It’s hardly a surprise Microsoft has finished off the job of replacing its top managers. The company has been changing leadership considerably for the past year as a big sign of a company finally moving forward well. But it is somewhat striking that, in an industry where changing senior leadership in the biggest companies has been minimal, Microsoft has been mostly promoting the new.
The biggest news in the latest turnover is the unsurprising departure of Stephen A. Elop. Five years ago, when a very different staff worked for Steven Ballmer, Elop, the one-time CEO of Macromedia, was running Microsoft’s critical business division. He left in 2010 to become CEO of Nokia, a move that correctly predicted a Microsoft’s acquisition of the Finnish phone maker, then ended up back as a senior executive at Microsoft. But his role gradually faded away with the rest of the Nokia/Windows Phone’s position. (Another departure is Chief Strategy Officer Mark Penn, the politically oriented PR specialist who had come up with the hideous Scroogled campaign before he and his role were forgotten.)
At a time when the senior management of Apple and Google (other than the death of Steve Jobs) is mostly still in place, Microsoft under Satya Nadella has been pushing out the senior managers in the 16 months since he has taken over. Although many of the new top execs have years of experience–Nadella himself has been at Microsoft since 1992–his move up the ranks has been slow and steady. Interestingly, while he has been a critical player in the building of the cloud effort, he has never been a top Windows player, traditionally the main path.
Ballmer, Brummel, Elop, Klein, Muglia, and Sinofsky are all gone. Chief Operating Officer Brian Kevin Turner, General Counsel Bradford Smith, and research chief Craig Mundie are the only veterans still on hand. And, while they hold important jobs, they are not the people involved in the critical move of Microsoft from its traditions to a new world.

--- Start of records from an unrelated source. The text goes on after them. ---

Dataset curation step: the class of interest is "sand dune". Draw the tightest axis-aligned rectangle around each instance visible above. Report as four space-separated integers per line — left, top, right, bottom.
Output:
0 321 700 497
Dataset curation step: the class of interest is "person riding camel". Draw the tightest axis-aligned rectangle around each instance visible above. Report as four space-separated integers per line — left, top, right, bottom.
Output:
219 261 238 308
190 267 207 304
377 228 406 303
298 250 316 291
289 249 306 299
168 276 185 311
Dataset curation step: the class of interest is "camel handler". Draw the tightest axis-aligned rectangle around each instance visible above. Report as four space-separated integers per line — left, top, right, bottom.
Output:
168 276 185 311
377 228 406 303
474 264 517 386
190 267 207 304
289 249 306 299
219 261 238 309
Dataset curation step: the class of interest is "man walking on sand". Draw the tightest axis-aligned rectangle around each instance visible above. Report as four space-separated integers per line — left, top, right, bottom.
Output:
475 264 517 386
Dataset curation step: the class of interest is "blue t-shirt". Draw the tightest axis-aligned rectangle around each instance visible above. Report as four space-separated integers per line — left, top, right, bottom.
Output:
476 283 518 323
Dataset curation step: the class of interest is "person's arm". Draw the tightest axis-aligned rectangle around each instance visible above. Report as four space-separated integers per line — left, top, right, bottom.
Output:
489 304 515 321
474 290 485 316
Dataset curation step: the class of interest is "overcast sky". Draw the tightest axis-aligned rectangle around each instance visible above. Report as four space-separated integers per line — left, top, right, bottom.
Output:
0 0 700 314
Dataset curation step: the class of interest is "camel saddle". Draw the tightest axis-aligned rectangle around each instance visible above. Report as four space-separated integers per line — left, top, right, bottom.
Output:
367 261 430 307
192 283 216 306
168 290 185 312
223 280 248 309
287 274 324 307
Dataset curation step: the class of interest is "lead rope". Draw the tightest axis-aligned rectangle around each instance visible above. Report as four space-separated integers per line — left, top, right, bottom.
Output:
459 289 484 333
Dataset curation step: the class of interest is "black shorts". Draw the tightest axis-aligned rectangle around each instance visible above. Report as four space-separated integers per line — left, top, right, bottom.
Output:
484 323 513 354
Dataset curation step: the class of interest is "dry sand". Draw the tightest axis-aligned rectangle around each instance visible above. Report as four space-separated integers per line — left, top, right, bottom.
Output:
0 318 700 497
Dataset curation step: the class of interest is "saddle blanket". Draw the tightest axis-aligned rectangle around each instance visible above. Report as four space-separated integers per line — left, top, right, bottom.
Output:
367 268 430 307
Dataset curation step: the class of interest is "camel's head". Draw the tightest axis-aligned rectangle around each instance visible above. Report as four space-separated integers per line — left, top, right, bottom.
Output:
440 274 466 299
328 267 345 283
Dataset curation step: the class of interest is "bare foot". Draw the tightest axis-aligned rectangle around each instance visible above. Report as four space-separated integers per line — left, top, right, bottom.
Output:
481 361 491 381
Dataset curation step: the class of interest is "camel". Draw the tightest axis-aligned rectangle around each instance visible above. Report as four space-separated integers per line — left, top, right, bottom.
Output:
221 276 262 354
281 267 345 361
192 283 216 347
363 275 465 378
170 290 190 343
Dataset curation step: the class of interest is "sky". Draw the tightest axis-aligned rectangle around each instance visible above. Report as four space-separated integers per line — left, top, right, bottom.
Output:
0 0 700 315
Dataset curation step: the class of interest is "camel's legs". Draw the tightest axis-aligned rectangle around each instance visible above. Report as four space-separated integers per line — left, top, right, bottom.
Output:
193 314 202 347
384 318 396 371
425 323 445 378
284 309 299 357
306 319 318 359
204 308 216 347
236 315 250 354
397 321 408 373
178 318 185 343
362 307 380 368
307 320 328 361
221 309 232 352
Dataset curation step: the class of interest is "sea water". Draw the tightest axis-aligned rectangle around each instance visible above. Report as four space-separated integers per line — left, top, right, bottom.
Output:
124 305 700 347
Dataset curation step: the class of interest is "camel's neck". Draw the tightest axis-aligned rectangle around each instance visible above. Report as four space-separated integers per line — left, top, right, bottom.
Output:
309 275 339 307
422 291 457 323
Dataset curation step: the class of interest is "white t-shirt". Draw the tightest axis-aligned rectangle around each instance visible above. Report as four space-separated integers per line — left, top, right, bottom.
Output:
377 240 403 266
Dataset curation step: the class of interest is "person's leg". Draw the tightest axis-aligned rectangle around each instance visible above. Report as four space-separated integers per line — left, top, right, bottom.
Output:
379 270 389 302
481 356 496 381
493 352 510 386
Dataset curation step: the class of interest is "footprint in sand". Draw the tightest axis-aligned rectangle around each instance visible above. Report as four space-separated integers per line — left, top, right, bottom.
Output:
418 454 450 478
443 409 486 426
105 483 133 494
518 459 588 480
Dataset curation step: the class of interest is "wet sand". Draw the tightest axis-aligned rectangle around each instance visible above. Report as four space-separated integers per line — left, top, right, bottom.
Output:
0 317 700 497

The choice of new executives is part of yet another organization of Microsoft, but one that appears to represent the direction Nadella really wants to go. Windows is hardly going away as a top unit–it remains far too important for that. But Terry Myerson takes charge of a new Windows and Devices Group, combining the key operating system with the devices functions run by Elop. It includes Lumia phones, Surface, Surface Hub, HoloLens, Band, and Xbox. Myerson, a software and engineering specialist, has been with Microsoft when Intersé, his company, was acquired in 1997, and has been a big player in phones and Windows.
Scott Guthrie leads Cloud and Enterprise, which is one of Microsoft’s leading growth areas where the company is competing with Amazon Web Services and a fleet of smaller but vigorous cloud players. The organization combines the Dynamics software group, providing the growing CRM and ERP services as part of the cloud operation. Guthrie, who joined Microsoft in 1997, has been running the increasingly successful Azure project.
Qi Lu will continue to run Application and Services Group. The little-known operation of many of Microsoft’s key products. Its functions include Office, Skype, Outlook.com, and Bing. One key change has been a steady movement of these services from core pieces of the Windows world to services designed to spread to a broad range of devices, including aiming at been important players for both Apple and Android.
Of course, it will take some time to see if the effects of this latest–and hopefully lasting for some time–reorganization will make a difference. After a long period of drift, Microsoft seems to finally be moving again.